Goddess Amaterasu in male form.

The Stone Door Float

Iwatō Yama depicts three major deities from Japanese history and mythology: Amaterasu Ōmikami, Tajikaro No-Mikoto and Izanagi No-Mikoto. Their tales come from the 8th-century Kojiki and Nihon Shoki, the two oldest written Japanese texts.

Amaterasu is best known as Japan’s primordial sun goddess, from which (legend tells us) all of Japan’s emperors descend. The float name Iwatō means “stone door,” and recalls a scene where an angry Amaterasu got angry (at her younger brother and god of storms Susanō No-Mikoto, the central deity of Yasaka Shrine and the Gion Festival) and hid in a cave and covered the mouth of the cave with a large boulder, blocking out the sunlight for everything on the planet. An intriguing aspect is that the sacred statue of Amaterasu depicts her as a male (Japan does have a long history of gender bending. See also Kita Kannon Yama).
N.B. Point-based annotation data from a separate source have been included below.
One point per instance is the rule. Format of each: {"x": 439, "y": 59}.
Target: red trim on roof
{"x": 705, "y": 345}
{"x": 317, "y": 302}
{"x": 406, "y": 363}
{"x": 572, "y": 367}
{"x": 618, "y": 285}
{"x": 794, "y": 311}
iwato yama izanagi no mikoto deity statue on roof with man gion festival kyoto japan

Up on the rooftop of Iwatō Yama during the July 17 procession: Izanagi and friend. Daring men move electrical wires so the floats can pass.

Deity Tajikara No-Mikoto is known for his physical prowess, and he pushed the boulder in front of the cave aside so that Amaterasu and her sunlight could be lured out; after she emerged, he pushed the boulder back in place so she wouldn’t hide again.

Izanagi No-Mikoto is one of Japan’s primordial deities, the co-creator (with partner Izanami) of the Japanese islands and Japanese people. The Kojiki tells us that Amaterasu was born from his left eye, similar to the Greek deity Athena emerging from Jupiter’s thigh.

Iwatō Yama is one of a small number of yama that look like a hoko – note that its central mastpole is a pine, like other yama.